The realisation that an Islamist gunman who attacked a free speech conference and a synagogue in Denmark last February had been radicalised in prison triggered a massive reassessment of the national approach to Islam in prisons.
In just 10 weeks after the shootings perpetrated by Omar El-Hussein in Copenhagen, the Danish Prison and Probation Service passed on 59 reports about 50 individuals under their jurisdiction to the security services. Before then, just 37 prisoners had been reported in the preceding two years, indicating both the increasing seriousness with which the Danish prison service was taking extremism among the incarcerated population, and perhaps the rising prevalence of Muslims behind bars.

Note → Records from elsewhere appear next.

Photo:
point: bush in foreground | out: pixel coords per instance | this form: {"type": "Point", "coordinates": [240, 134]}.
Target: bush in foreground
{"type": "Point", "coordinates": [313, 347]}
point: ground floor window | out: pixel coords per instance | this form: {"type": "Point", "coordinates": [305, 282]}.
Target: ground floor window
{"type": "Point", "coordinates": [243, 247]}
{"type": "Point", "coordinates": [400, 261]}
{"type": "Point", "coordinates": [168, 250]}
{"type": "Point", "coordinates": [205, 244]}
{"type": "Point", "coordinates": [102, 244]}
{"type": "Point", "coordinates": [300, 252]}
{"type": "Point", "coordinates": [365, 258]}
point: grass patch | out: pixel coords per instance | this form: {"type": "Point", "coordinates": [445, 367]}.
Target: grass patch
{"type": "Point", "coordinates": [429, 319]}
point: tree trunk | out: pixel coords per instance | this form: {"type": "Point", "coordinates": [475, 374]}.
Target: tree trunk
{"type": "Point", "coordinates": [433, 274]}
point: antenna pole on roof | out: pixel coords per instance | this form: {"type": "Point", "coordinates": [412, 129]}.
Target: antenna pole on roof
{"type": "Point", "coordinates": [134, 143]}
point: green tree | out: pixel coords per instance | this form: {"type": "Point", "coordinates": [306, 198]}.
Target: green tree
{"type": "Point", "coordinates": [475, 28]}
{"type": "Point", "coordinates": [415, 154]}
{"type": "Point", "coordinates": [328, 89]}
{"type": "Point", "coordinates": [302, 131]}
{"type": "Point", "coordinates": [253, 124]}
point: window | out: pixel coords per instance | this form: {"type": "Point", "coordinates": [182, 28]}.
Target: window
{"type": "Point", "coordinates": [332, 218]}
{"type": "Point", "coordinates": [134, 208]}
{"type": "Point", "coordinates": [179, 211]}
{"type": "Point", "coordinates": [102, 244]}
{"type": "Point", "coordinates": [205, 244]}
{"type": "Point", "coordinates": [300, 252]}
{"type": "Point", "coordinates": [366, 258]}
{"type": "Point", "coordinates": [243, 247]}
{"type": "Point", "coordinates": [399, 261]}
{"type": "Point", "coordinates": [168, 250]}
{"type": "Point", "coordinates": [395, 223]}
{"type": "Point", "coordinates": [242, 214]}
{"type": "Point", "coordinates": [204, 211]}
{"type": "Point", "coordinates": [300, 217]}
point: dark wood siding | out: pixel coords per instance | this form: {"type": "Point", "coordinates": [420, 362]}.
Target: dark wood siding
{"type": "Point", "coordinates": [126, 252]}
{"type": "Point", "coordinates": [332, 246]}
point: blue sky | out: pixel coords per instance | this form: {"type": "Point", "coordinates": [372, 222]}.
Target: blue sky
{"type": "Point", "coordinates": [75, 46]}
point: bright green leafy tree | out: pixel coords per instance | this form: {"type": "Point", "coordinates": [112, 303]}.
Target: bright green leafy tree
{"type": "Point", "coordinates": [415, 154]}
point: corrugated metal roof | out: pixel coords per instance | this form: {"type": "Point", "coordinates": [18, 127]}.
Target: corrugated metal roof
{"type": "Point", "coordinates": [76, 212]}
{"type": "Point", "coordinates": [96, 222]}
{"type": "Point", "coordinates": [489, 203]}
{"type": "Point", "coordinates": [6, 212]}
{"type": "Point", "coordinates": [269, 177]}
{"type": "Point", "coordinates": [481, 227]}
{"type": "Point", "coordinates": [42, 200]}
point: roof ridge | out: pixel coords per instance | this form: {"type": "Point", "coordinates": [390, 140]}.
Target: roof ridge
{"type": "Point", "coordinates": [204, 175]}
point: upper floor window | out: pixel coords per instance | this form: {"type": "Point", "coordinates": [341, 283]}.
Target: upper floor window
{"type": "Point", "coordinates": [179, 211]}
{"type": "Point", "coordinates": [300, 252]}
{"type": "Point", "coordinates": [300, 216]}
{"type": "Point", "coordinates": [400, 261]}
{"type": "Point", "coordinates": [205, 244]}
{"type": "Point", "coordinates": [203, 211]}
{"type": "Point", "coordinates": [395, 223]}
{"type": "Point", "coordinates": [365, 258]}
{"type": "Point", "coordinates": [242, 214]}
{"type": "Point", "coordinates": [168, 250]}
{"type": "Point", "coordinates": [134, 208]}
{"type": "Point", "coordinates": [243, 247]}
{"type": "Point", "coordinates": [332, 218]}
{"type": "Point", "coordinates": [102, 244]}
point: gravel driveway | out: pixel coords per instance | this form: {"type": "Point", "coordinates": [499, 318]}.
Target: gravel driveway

TheLocal.dk reports the prison service has now started enrolling radical Islamists being released back into general society into the same sort of programmes previously employed to help gang-members coming out of the penal system.
Breitbart London reported in April that fanatic El-Hussein had shared a cell with a fellow Islamist, who had played a significant part in his radicalisation. The Danish prison service had been criticised for failing to take action on the pair – with El-Hussein serving time for an ‘unmotivated’ stabbing sharing a cell with a man who was known for using social media to promote the Islamic State. El-Hussein swore allegiance to ISIS after leaving prison and went on to kill only weeks later.
The prison service has defended its record, claiming it had “no reason to believe that [El-Hussein] was planning attacks”. Danish Conservative party spokesman Naser Khader told local press that the system should look to the example of neighbours who had already grappled with this problem. He said: “We should do what they do in the Netherlands, where they move the most hard-core Islamists away from the other Muslims so they can’t inspire them”.
Whether Denmark will in fact take action is yet to be seen – there are plenty of European nations who are well aware of the problem of Prison indoctrination and remain unwilling, or unable to act. Breitbart has reported extensively on the radicalisation problem of French and British prisons, which have a disproportionately high Muslim populations and are known colloquially as ‘jihad factories’. The radical Islamist pair who committed the Paris Charlie Hebdo attacks this year met in prison – an experience that turned Cherif Kouachi from thief to dedicated Islamist in just months.
“Many inmates convert to Islam or rediscover their Muslim roots behind bars. Some do it for protection, some for camaraderie; others, just to fit in.”